Nel settennato 2007-2013 i 91,7 miliardi di fondi europei - assegnati all’Italia, compreso il cofinanziamento nazionale, senza il
quale quei soldi non possono essere spesi - sono finiti in 949.556 progetti, dalle fioriere ai corsi di formazione. Una
polverizzazione che non ci rende orgogliosi. Ne abbiamo restituito per insipienza 52 milioni. Pochi se si guarda il totale. E
comunque uno spreco. Al 31 dicembre del 2018 - dati elaborati dal centro studi della Uil, Servizio politiche territoriali - sono
già tre i programmi che non hanno raggiunto il target prefissato, per 71 milioni. Tra questi il Pon inclusione, un programma che
il ministro del Lavoro Di Maio voleva usare per finanziare il reddito di cittadinanza (ipotesi irrealistica), ora sul punto di
ritornare a Bruxelles per 25 milioni.

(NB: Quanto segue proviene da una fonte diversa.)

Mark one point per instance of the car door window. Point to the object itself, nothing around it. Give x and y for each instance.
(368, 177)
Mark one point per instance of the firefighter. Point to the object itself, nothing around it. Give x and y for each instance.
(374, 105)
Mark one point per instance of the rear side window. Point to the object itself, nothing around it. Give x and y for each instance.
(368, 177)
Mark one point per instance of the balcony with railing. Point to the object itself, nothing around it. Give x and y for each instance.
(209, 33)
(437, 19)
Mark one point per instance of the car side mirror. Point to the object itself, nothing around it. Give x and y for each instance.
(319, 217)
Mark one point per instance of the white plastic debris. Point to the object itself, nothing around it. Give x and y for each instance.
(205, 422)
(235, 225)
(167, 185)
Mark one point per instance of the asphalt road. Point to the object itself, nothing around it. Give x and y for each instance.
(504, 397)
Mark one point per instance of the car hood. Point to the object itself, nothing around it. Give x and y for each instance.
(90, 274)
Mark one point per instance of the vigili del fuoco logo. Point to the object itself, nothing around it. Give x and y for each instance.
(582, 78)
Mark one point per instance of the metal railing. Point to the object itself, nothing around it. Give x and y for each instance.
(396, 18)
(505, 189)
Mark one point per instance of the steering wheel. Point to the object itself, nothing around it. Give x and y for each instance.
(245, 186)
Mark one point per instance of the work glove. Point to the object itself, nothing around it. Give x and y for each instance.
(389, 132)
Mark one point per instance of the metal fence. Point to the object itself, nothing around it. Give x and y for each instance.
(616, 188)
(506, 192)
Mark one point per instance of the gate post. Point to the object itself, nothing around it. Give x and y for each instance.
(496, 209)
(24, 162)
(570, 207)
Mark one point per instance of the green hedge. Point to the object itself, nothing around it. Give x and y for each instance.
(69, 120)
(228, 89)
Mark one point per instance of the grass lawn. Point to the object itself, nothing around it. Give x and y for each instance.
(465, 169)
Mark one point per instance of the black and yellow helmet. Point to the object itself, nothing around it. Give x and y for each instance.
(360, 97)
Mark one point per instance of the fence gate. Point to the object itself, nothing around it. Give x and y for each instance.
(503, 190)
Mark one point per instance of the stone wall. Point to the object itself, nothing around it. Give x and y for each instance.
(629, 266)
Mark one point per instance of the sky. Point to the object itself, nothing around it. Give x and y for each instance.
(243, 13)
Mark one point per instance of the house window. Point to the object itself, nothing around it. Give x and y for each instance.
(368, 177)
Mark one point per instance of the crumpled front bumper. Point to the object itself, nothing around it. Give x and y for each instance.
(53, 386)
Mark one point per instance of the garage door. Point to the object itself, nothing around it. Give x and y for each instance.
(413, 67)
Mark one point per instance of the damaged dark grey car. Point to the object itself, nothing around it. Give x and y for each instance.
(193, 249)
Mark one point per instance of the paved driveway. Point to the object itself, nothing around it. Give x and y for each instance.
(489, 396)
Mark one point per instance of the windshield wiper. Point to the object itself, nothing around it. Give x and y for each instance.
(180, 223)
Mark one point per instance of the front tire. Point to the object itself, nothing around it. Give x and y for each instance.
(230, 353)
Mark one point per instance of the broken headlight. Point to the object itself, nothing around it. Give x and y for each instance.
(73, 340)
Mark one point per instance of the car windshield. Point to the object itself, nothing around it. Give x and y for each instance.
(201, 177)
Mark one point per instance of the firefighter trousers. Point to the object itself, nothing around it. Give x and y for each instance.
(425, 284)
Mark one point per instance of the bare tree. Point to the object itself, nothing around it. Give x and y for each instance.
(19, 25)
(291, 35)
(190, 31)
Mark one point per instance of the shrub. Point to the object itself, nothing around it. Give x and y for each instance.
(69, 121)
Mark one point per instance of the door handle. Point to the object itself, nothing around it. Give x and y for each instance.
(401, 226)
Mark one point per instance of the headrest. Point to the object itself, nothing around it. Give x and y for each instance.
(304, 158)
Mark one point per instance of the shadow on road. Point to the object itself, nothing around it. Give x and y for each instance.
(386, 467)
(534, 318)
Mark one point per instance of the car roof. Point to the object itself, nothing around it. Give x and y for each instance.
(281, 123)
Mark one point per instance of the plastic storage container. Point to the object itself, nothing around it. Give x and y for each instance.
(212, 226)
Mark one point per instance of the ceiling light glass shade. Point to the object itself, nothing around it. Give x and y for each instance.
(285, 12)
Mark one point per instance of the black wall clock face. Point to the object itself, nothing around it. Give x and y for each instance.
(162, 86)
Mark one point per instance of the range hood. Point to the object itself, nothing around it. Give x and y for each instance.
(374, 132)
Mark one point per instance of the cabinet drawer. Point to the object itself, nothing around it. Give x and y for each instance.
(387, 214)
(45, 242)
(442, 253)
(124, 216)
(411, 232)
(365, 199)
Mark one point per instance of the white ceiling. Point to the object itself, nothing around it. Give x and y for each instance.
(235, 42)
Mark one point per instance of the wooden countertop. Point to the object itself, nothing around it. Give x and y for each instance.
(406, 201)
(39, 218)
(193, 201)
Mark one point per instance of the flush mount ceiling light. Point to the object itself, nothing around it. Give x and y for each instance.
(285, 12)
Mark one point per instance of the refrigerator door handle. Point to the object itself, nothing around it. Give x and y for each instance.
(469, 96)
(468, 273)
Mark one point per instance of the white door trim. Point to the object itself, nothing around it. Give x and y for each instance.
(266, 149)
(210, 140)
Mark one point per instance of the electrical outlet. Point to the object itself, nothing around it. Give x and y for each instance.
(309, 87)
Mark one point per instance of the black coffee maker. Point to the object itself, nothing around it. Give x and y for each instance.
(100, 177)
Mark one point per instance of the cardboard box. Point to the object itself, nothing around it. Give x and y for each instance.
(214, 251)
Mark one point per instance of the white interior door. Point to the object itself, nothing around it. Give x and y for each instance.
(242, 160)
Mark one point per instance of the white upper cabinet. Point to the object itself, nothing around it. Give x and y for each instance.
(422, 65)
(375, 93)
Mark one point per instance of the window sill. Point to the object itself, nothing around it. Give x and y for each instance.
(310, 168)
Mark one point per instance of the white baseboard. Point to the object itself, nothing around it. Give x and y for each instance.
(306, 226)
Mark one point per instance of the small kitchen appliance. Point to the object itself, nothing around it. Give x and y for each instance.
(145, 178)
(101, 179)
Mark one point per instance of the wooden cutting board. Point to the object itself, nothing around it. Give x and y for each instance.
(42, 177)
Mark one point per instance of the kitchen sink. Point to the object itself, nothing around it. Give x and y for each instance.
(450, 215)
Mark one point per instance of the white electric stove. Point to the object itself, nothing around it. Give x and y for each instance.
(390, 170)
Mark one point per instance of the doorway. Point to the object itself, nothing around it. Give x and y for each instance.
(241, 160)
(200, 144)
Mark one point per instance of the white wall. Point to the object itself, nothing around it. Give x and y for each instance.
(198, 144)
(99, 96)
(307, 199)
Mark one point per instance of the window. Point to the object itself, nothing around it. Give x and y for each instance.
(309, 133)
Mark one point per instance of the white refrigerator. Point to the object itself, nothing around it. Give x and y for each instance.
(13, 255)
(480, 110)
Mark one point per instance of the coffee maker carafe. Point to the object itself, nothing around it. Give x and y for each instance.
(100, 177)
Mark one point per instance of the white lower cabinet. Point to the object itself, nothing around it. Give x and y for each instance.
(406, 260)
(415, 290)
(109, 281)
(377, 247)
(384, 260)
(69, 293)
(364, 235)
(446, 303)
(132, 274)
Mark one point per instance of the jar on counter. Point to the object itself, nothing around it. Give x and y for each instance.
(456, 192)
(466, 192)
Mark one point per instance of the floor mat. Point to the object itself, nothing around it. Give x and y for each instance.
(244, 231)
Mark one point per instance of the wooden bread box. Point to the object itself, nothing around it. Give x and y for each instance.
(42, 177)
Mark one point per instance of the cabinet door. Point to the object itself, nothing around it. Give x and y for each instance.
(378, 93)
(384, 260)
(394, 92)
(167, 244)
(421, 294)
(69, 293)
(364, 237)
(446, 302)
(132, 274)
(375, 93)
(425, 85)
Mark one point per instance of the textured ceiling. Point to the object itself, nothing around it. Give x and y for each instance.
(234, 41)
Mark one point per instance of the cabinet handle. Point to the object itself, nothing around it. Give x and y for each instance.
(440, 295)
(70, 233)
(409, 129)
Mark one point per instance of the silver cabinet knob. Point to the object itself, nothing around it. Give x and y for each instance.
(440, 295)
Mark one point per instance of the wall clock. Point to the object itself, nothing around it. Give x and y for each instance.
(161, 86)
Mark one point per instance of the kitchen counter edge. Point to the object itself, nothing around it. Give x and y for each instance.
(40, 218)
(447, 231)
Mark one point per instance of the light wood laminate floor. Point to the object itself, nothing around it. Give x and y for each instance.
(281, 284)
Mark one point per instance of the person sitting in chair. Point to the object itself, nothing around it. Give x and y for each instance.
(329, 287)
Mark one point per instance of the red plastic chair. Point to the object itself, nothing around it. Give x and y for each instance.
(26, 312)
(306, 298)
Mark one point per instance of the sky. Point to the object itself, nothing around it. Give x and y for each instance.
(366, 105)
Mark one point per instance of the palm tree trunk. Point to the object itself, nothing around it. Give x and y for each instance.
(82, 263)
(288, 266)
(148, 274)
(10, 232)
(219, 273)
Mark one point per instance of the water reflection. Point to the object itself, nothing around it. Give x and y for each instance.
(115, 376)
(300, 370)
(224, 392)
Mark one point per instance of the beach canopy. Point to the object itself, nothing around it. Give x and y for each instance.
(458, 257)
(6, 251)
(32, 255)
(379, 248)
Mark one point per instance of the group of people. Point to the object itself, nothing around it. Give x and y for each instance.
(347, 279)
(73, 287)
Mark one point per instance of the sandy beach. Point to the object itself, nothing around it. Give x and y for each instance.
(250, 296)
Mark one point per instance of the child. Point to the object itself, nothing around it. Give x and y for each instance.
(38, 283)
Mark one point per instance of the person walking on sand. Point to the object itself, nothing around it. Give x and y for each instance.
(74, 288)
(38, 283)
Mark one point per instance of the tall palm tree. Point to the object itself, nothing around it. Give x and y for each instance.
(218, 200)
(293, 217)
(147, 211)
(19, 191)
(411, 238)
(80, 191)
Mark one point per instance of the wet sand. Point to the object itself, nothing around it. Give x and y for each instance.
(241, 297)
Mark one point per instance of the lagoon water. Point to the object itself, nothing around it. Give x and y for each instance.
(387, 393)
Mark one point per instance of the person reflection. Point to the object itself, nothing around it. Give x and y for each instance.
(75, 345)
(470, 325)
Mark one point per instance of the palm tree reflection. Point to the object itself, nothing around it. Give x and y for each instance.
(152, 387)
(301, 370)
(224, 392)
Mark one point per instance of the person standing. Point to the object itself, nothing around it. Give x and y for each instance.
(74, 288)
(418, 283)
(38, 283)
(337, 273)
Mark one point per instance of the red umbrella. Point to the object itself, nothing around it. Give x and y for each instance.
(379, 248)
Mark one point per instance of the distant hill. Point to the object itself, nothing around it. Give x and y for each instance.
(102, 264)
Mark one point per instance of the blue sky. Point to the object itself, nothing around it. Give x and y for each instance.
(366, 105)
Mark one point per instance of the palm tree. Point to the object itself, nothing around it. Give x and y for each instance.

Una discreta somma, se si pensa che l’intero decreto Crescita ne vale 500. «Le debolezze
italiane sono note, quando si parla di fondi Ue: burocrazia, sistemi amministrativi fragili, codice appalti che cambia in
continuazione », riflette Ivana Veronese, segretaria confederale della Uil. «Ma l’Italia dovrebbe invece battersi a Bruxelles per
scorporare il cofinanziamento dal deficit: il vincolo rallenta la spesa delle Regioni. Non scordiamoci che il 70% dei 43 miliardi
di investimenti pubblici annui dell’Italia è fatto anche grazie ai fondi Ue».